「失敗は悪いことではない」と伝えよう
試験会場から出てきた子どもにかける言葉にも注意が必要です。「どうだった?」と聞きたい気持ちはやまやまでしょうが、そこは我慢。「お疲れさま!」くらいの言葉かけにする。もし浮かない顔をしていたら、「あなたができない問題は他の人もできていないはず。次の試験に向けて切り替えよう」と前向きな言葉がけで励ます。思わしくない結果が続いた場合も、「残念だったね。でもよく頑張っているね。最後まで諦めずに頑張ろう」と応援してあげましょう。
また、親の失敗談を話してあげるのもいい方法です。親が「失敗=悪」と考えなければ、子どもも同じように考えます。「今回は残念だったけれど、失敗したということは挑戦した証。またチャレンジしてみたらいいんだよ」と伝えてあげてください。
実際、昨今の中学入試は難しくなっていて、「以前なら確実に合格していたはずが、まさかの不合格という結果になってしまうこともある」と、この道40年のベテラン講師も言っていました。ですから、最悪の場合も考えて、あらかじめ合格しやすい学校を見つけておいたり、直前で出願できる学校を見つけておいたり、次善の策を講じておくことは親の仕事です。
受験校を選ぶときには、受験する可能性のある学校はしっかり調べて、その学校のいいところを理解し、「受験する学校はどこも進学していい学校」と捉えられるようにしておきましょう。
予想以上にいい結果が出たときも要注意
反対に、予想以上にいい結果が出たときにも注意が必要です。チャレンジ校に合格できたとき、本人も行きたい学校に合格できたのですから進学するのはいいのですが、親が張り切り過ぎたり、「もっと頑張らないとついて行けないよ!」とプレッシャーをかけたりしないように注意しましょう。
考えてみてください。子どもたちは、受験勉強をしている間、常に塾内の試験や模試の成績による順位付けにさらされてきました。成績が上がらなければ、「もっと頑張れ!」と言われ、成績がよければよいで、下がったらいけないというプレッシャーにさらされます。脳内ではアドレナリンが出っ放しの状態だったと思います。
でも、その状態は長くは続きません。親は入学したらしたで、その先が気になりますが、入学後に学力が伸びるか伸びないかは、はっきり言って、メンタルの影響の方が大きいです。

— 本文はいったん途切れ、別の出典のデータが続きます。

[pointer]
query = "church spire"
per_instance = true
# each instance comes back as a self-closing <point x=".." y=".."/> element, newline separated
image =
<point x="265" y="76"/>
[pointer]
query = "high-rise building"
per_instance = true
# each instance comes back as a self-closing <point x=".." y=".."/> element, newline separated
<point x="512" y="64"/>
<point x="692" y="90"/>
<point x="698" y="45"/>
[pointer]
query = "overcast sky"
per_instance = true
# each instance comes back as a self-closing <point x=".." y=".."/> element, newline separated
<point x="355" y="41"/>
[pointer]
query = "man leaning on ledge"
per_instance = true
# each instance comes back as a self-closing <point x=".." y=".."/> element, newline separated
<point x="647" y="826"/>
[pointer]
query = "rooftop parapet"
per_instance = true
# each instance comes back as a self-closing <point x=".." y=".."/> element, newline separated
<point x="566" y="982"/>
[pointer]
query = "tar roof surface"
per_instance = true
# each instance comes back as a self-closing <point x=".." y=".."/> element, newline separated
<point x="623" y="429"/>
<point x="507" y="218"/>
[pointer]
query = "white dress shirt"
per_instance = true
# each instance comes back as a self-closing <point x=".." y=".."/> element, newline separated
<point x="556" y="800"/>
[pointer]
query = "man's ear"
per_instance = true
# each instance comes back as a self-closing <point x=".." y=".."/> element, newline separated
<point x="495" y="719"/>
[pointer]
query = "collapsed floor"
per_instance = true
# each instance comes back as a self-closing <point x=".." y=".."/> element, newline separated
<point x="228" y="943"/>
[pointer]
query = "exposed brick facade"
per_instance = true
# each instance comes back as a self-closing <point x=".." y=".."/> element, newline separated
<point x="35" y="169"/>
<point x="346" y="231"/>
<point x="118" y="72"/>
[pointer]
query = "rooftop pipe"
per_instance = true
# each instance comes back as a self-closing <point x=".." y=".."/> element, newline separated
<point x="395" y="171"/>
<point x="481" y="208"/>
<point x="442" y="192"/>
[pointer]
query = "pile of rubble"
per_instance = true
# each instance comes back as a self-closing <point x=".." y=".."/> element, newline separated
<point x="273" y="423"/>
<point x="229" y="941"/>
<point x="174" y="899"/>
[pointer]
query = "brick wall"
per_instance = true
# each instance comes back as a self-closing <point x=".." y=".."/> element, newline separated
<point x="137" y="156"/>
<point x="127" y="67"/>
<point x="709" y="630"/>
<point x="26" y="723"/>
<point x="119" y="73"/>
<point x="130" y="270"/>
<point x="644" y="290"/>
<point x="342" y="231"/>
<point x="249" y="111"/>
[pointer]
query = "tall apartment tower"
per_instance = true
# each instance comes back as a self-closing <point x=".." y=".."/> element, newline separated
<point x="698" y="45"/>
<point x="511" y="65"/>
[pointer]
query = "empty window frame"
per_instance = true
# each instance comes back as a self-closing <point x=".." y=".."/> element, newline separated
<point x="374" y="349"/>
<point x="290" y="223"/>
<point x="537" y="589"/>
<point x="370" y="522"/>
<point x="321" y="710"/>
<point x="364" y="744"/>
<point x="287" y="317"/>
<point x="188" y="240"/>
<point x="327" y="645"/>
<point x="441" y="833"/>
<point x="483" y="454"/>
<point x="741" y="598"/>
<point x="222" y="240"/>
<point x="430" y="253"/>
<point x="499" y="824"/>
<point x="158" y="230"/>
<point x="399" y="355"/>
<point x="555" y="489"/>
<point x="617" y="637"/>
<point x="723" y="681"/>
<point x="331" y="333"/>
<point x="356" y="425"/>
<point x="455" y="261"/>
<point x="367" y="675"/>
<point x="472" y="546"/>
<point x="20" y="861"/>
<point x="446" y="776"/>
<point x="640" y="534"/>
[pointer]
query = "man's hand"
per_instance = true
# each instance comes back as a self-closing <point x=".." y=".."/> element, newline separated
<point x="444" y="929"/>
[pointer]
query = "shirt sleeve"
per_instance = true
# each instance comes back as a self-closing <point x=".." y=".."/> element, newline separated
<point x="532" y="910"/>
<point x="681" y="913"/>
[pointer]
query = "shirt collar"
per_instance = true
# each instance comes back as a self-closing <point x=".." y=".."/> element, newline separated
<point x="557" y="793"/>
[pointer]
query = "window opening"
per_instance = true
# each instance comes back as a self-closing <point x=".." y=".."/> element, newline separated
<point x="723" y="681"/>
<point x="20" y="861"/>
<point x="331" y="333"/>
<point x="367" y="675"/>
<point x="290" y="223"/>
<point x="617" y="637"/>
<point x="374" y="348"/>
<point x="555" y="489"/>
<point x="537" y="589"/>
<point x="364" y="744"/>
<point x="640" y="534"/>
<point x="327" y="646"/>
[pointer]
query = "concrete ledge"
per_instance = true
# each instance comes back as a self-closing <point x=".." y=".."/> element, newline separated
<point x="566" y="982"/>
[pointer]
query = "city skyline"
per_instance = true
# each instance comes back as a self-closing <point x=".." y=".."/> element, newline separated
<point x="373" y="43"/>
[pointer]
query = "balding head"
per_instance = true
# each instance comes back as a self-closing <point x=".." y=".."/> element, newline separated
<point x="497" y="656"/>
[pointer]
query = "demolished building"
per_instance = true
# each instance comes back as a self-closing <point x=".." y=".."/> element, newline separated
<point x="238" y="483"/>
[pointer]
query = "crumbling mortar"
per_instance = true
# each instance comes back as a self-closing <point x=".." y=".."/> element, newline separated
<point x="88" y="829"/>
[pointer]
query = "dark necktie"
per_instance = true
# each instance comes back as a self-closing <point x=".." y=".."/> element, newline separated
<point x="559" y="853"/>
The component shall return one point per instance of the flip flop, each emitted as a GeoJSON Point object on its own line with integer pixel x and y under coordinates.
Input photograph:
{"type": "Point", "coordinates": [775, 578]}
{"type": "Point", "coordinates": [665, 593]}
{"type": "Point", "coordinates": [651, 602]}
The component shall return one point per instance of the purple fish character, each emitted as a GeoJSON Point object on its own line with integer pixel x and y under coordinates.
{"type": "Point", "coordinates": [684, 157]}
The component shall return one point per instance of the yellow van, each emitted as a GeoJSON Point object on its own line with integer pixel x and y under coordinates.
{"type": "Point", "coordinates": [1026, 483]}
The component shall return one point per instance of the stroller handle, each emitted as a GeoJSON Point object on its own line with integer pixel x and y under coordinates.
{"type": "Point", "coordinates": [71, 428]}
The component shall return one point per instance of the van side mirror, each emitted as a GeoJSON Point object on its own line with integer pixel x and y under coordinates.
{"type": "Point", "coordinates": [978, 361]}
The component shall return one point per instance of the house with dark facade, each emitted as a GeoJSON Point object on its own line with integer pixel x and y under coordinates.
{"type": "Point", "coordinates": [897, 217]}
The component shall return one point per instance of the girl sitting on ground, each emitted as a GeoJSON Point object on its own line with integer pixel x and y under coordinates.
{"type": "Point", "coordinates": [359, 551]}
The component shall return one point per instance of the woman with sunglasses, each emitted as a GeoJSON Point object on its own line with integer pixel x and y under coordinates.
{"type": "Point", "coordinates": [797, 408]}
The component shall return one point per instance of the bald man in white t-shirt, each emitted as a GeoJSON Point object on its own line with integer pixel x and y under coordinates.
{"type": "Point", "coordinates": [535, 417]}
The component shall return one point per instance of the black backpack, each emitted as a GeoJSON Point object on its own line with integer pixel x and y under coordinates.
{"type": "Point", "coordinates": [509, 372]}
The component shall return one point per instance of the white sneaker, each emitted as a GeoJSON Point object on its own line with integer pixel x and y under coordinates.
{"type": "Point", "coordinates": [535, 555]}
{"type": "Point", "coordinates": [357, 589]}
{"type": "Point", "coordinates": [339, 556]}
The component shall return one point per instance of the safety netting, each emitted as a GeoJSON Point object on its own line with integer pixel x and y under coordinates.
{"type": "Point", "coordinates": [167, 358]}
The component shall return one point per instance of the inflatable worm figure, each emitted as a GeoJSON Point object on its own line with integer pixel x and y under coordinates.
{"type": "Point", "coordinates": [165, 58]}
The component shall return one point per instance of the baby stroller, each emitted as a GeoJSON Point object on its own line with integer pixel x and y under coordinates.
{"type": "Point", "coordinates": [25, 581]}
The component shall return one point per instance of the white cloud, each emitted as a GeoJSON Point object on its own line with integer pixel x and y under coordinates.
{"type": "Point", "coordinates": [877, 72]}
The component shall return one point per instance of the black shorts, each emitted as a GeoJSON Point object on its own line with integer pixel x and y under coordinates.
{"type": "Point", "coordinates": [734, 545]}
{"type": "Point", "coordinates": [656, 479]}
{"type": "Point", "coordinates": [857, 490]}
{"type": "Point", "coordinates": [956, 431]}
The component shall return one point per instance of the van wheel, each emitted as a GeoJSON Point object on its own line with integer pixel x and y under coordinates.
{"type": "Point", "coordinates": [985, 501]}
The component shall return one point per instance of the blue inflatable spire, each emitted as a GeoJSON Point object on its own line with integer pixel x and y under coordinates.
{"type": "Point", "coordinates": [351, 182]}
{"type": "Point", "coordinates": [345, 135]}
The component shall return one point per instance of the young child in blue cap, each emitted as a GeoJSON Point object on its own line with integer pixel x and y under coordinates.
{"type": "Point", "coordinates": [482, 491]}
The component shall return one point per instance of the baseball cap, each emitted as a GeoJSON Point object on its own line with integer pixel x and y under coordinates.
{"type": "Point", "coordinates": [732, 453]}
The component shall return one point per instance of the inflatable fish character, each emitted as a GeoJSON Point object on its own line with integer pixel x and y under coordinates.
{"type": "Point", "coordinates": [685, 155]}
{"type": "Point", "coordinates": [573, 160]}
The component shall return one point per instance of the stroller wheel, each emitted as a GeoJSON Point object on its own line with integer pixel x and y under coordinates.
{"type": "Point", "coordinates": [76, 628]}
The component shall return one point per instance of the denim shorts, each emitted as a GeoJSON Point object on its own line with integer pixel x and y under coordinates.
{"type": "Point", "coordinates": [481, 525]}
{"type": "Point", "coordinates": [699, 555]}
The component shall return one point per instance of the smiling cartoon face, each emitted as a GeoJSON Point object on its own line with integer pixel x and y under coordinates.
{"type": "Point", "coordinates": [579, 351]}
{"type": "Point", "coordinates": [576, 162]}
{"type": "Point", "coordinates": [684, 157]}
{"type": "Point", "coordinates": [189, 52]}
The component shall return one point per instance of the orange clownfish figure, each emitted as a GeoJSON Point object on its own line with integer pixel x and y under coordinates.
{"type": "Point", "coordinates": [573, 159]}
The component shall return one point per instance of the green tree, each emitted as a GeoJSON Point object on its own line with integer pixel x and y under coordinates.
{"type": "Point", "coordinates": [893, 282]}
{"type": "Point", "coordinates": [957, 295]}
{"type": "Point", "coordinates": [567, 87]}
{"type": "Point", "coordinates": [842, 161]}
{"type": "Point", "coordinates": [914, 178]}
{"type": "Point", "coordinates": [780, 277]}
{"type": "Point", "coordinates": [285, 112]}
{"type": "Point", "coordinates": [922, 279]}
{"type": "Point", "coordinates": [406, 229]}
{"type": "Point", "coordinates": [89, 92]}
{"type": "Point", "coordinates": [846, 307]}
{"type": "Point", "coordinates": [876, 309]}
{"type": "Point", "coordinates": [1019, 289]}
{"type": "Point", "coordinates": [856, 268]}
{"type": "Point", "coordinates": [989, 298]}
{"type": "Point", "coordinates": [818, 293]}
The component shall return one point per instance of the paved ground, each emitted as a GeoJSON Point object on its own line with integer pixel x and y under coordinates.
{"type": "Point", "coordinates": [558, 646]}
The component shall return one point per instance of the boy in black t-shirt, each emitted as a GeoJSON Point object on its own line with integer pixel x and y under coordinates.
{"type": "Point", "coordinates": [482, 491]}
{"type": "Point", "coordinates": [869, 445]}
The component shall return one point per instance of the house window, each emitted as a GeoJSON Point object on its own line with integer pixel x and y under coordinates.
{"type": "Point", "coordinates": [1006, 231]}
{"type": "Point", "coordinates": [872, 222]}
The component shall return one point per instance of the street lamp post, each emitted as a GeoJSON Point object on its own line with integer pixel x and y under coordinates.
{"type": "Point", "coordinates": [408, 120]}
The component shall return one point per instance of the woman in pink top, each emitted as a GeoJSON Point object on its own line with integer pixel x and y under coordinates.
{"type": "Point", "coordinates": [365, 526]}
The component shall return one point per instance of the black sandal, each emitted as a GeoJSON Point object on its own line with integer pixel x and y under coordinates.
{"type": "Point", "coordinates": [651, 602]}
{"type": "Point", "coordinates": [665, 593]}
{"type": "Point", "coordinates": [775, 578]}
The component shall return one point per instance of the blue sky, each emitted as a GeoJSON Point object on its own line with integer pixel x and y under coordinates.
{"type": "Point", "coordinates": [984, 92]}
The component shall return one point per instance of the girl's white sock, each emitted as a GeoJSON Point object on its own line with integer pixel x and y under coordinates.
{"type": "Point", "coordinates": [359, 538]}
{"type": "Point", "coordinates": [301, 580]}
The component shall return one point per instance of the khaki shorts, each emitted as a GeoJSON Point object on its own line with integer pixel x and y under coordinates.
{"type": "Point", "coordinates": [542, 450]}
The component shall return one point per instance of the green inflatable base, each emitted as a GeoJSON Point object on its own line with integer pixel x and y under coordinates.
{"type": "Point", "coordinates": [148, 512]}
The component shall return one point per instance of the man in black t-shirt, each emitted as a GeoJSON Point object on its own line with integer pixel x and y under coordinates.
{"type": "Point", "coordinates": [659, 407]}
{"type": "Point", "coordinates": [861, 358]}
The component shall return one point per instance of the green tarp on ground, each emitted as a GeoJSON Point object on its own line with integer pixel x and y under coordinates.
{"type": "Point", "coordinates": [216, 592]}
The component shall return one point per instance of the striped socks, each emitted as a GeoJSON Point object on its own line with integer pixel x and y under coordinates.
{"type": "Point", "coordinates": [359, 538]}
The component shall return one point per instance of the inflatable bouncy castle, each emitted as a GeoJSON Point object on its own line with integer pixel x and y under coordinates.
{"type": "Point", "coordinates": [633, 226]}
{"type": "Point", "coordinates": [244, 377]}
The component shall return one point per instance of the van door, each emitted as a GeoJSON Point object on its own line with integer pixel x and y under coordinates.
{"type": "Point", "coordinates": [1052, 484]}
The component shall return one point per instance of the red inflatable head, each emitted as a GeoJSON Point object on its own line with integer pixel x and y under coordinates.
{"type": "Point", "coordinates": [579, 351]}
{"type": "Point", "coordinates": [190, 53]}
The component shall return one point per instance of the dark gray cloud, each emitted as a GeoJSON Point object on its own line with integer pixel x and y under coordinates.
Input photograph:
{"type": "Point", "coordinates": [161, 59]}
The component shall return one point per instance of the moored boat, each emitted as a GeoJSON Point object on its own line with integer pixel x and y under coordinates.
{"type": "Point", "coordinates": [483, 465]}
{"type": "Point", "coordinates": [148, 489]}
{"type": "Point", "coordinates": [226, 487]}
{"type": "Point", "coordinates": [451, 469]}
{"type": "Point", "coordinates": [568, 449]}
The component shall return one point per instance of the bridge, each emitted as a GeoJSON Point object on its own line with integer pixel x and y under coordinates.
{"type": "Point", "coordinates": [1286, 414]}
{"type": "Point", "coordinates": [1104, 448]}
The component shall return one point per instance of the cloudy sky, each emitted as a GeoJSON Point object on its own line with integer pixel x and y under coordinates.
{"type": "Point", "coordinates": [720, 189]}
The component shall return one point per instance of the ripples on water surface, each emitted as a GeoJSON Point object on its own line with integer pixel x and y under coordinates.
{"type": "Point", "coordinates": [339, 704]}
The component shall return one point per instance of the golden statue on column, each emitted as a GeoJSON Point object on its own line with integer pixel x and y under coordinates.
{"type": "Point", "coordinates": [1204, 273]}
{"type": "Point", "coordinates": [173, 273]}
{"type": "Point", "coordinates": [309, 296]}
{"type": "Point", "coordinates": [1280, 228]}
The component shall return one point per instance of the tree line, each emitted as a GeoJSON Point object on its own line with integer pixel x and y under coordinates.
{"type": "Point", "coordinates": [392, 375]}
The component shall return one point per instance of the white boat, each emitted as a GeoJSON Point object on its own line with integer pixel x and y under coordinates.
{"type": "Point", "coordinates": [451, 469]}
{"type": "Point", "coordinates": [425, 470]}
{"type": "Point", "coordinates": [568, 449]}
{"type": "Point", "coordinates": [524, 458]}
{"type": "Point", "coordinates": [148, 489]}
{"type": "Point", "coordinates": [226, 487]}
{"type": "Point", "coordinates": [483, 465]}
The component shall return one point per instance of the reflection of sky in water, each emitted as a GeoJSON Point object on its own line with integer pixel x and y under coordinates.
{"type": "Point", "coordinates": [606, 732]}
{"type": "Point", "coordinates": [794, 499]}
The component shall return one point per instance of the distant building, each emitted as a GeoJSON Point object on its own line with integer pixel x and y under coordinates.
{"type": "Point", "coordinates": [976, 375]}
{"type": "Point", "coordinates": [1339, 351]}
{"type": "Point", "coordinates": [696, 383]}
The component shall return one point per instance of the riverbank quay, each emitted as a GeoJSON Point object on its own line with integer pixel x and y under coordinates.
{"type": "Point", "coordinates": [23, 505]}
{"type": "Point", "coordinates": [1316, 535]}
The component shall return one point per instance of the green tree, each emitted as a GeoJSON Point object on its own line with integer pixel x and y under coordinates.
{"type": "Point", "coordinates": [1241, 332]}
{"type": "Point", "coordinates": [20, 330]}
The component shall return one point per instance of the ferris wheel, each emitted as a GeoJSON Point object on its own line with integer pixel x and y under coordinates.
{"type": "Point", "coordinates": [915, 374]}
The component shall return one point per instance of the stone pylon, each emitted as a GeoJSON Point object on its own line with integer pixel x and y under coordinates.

実際、入学後勉強についていけず、成績が低迷することもあります。それでも本人が自分の問題と捉えていればいいのですが、そんなわが子を見て、入学後も親の管理が続くケースも少なくありません。親はよかれと思ってやっているのですが、それでは子どもはいつまでも自立できませんし、やり過ぎると親子関係に修復できないほどのひびが入ることもあります。
実際、入学後に成績が思わしくなく、親が学習管理をするようになり、それによってさらにやる気を失い、不登校になってしまったというケースがあります。これは決して特別なことではありません。
また、進学校では、入学と同時に今度は大学受験のための塾に通わせるケースも少なくないのですが、それも長い目で見たときにどうでしょう。
中学に入ったら、自分の行動の責任は自分にあるということを覚えていく必要があります。この先は手をかけ過ぎず、お子さんの自立を見守っていきましょう。